Nature’s Edge Therapy Center includes our Speech Pathologists trained in the advancement of Dynamic Temporal Tactile Cueing by Dr. Edythe Strand as well as PROMPT (Prompts for Restructuring Oral Muscular Phonetic Targets) and are listed on

Speech therapy for childhood apraxia of speech (CAS) typically involves a multifaceted approach tailored to the individual needs of the child. Here’s an overview of how speech therapy typically works for CAS:

Assessment and Diagnosis: Before starting therapy, the speech-language pathologist (SLP) will conduct a comprehensive evaluation to assess the child’s speech and language abilities. This evaluation helps to determine the severity of CAS and identify specific areas of difficulty.

  1. Individualized Treatment Plan: Based on the assessment findings, the SLP will develop an individualized treatment plan. This plan will outline specific goals and objectives tailored to address the child’s unique needs and challenges.
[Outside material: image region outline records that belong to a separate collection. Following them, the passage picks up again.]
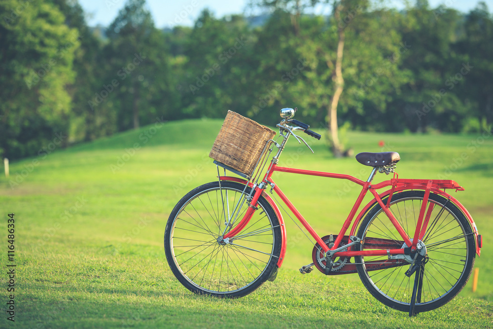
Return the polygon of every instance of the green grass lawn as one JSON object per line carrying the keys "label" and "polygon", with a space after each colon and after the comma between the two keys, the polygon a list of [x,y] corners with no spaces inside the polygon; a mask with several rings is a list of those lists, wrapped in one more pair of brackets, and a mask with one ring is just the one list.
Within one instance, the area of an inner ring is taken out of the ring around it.
{"label": "green grass lawn", "polygon": [[[375,299],[357,274],[302,276],[297,269],[312,262],[313,245],[285,214],[288,249],[274,282],[236,300],[189,292],[168,267],[164,228],[181,196],[215,179],[208,154],[221,124],[149,126],[11,162],[9,179],[0,178],[0,259],[2,268],[17,265],[15,322],[3,312],[10,293],[3,271],[0,327],[493,327],[493,138],[486,134],[348,135],[355,154],[399,152],[400,178],[453,179],[465,188],[449,192],[469,210],[483,236],[475,292],[470,280],[450,303],[410,319]],[[353,157],[334,159],[323,139],[306,140],[315,154],[292,139],[280,164],[367,178],[368,167]],[[388,178],[381,174],[375,182]],[[301,175],[280,174],[276,182],[321,235],[338,233],[359,191],[346,181]],[[11,213],[14,262],[7,257]]]}

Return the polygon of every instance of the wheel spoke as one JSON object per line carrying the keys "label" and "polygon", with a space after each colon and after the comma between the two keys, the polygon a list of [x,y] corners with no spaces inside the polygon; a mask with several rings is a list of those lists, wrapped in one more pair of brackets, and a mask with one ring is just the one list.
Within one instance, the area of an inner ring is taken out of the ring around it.
{"label": "wheel spoke", "polygon": [[[217,182],[206,184],[175,207],[167,225],[165,248],[173,273],[188,289],[239,297],[261,285],[267,278],[266,269],[277,262],[281,226],[261,197],[258,209],[238,235],[228,243],[218,239],[243,219],[248,208],[242,204],[242,194],[249,193],[239,183],[222,182],[221,185],[220,190]],[[228,214],[230,222],[225,227]]]}
{"label": "wheel spoke", "polygon": [[[467,282],[474,258],[469,236],[474,233],[464,216],[448,199],[434,193],[430,193],[428,200],[430,204],[423,205],[424,194],[424,191],[419,190],[397,193],[392,197],[388,208],[411,237],[415,230],[421,229],[416,227],[421,208],[426,206],[425,209],[431,209],[427,229],[422,233],[423,237],[420,240],[425,248],[422,252],[426,252],[422,255],[427,258],[421,300],[416,305],[417,312],[433,309],[453,298]],[[388,243],[390,240],[403,243],[396,238],[397,236],[400,235],[396,229],[377,205],[369,212],[358,232],[360,238],[367,237],[374,242],[358,245],[356,248],[374,249],[381,239]],[[412,260],[404,255],[406,257],[407,263],[403,259],[402,266],[376,270],[372,262],[382,260],[386,256],[356,256],[355,263],[360,277],[374,296],[386,305],[409,312],[415,276],[408,277],[404,274]],[[364,261],[359,260],[363,258]]]}

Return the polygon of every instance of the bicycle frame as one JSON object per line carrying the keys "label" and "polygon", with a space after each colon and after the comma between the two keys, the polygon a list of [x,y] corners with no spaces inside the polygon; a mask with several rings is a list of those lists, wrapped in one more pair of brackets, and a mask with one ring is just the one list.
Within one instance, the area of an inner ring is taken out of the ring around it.
{"label": "bicycle frame", "polygon": [[[271,192],[272,193],[272,190],[276,192],[281,200],[282,200],[284,203],[287,206],[295,216],[296,216],[298,220],[300,221],[310,235],[313,237],[315,241],[318,243],[318,245],[321,247],[324,253],[327,253],[331,251],[336,250],[339,247],[339,245],[342,241],[345,234],[349,228],[350,226],[351,225],[352,223],[352,226],[350,231],[350,235],[351,236],[354,235],[358,224],[363,218],[364,215],[377,203],[378,203],[380,206],[382,207],[382,209],[383,209],[384,212],[390,221],[392,223],[392,224],[395,227],[396,229],[400,234],[403,241],[406,243],[408,247],[409,247],[408,249],[412,250],[414,252],[416,250],[417,244],[419,239],[422,239],[424,235],[429,220],[430,216],[433,210],[433,205],[427,207],[427,209],[426,209],[427,200],[429,193],[432,192],[433,193],[439,194],[449,199],[452,202],[457,206],[466,216],[471,224],[471,227],[473,229],[473,231],[476,236],[476,241],[478,242],[476,244],[476,253],[478,256],[480,255],[481,244],[480,243],[480,241],[478,239],[477,228],[476,227],[476,224],[474,223],[474,220],[471,217],[470,214],[463,207],[463,206],[462,206],[455,198],[445,192],[445,190],[446,189],[454,189],[456,191],[463,190],[464,189],[459,186],[456,182],[454,181],[447,180],[428,180],[399,179],[398,175],[394,174],[393,178],[388,181],[383,182],[378,184],[372,185],[371,182],[375,174],[376,173],[377,171],[377,168],[373,168],[373,170],[372,170],[368,179],[366,181],[363,181],[348,175],[280,167],[278,166],[274,161],[273,161],[268,171],[266,173],[264,179],[262,180],[262,183],[259,186],[257,186],[256,184],[254,185],[251,182],[242,179],[229,176],[220,176],[219,177],[220,180],[237,182],[238,183],[247,184],[250,187],[253,188],[253,196],[249,202],[249,208],[246,211],[242,220],[234,227],[233,227],[232,229],[224,235],[224,238],[226,239],[227,238],[232,238],[237,235],[241,231],[241,230],[245,227],[249,221],[252,215],[256,210],[255,207],[257,205],[257,201],[260,196],[262,195],[267,200],[271,205],[272,206],[274,211],[276,212],[276,214],[279,218],[280,224],[281,226],[282,233],[282,242],[281,255],[277,263],[278,266],[280,267],[281,267],[284,260],[284,255],[286,252],[285,226],[279,208],[276,205],[272,199],[266,193],[265,193],[264,191],[265,189],[267,187],[267,185],[270,185],[272,187]],[[354,205],[352,206],[349,215],[343,224],[340,232],[337,235],[337,238],[336,240],[334,241],[334,246],[331,248],[329,248],[325,244],[325,243],[323,242],[320,236],[317,234],[308,222],[307,221],[306,219],[305,219],[303,215],[302,215],[298,210],[296,209],[296,207],[289,201],[287,197],[286,196],[279,186],[278,186],[277,184],[276,184],[272,177],[272,175],[276,172],[347,180],[353,183],[356,183],[356,184],[358,184],[362,186],[362,190],[360,192]],[[387,190],[381,193],[379,193],[377,191],[377,190],[387,186],[391,186],[390,189]],[[424,199],[423,203],[423,206],[421,209],[417,228],[414,235],[413,237],[409,237],[404,232],[404,230],[403,229],[402,227],[401,227],[400,225],[392,214],[391,212],[388,210],[388,207],[390,205],[392,194],[394,193],[404,190],[413,189],[424,190],[425,191],[425,194]],[[443,189],[444,190],[442,191],[442,189]],[[354,222],[353,222],[355,218],[355,215],[358,209],[361,206],[363,199],[369,190],[373,195],[374,198],[363,208],[363,209],[356,217],[356,220],[354,221]],[[382,200],[387,196],[388,196],[388,199],[387,203],[384,204]],[[431,204],[432,205],[432,204]],[[351,241],[349,241],[348,242],[351,242]],[[352,244],[354,244],[354,243]],[[348,245],[346,245],[346,247],[348,246]],[[414,250],[413,250],[413,249]],[[363,251],[341,251],[335,252],[333,254],[333,256],[334,257],[352,257],[360,256],[390,256],[400,254],[402,255],[405,254],[405,252],[406,252],[405,251],[405,249],[404,248],[401,248],[399,249],[383,249],[377,250],[366,250]],[[409,253],[409,251],[407,252]]]}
            Targeted Therapy Techniques: Speech therapy for CAS often includes a variety of targeted techniques aimed at improving speech production, coordination, and motor planning. Some common techniques used in therapy may include:

               Prompts and Cues: The SLP may use visual, auditory, or tactile cues to help the child produce specific speech sounds or sequences of sounds.

    • Motor Planning Activities: Therapy may include activities designed to improve motor planning skills, such as repetitive practice of speech movements or oral motor exercises.
    • Articulation Therapy: Techniques focused on improving the clarity and accuracy of speech sounds may be employed, including sound drills and phonetic placement exercises.
    • Multisensory Approaches: Some therapists use multisensory approaches that engage multiple senses (e.g., visual, auditory, tactile) to facilitate speech production and improve motor planning.
    • Augmentative and Alternative Communication (AAC): In some cases, children with severe CAS may benefit from AAC systems, such as picture communication boards or speech-generating devices, to supplement or support their spoken communication.
  1. Repetition and Practice: Consistent practice is essential for improving speech production skills in children with CAS. Therapy sessions typically involve repetitive practice of target sounds, words, and phrases in various contexts to reinforce learning and promote generalization of skills.
  2. Parent/Caregiver Involvement: Parents and caregivers play a crucial role in supporting the child’s progress outside of therapy sessions. The SLP may provide guidance and training to help parents implement therapy techniques at home and integrate strategies into daily routines.
  3. Ongoing Monitoring and Adjustments: As the child progresses in therapy, the SLP will continuously monitor their speech and language development and make adjustments to the treatment plan as needed. Therapy goals may be modified based on the child’s response to intervention and any changes in their communication abilities over time.

Overall, speech therapy for childhood apraxia of speech is typically intensive, individualized, and focused on improving the child’s speech production skills, motor planning abilities, and overall communication effectiveness. Consistency, practice, and ongoing support are key elements in helping children with CAS make meaningful progress in their communication skills.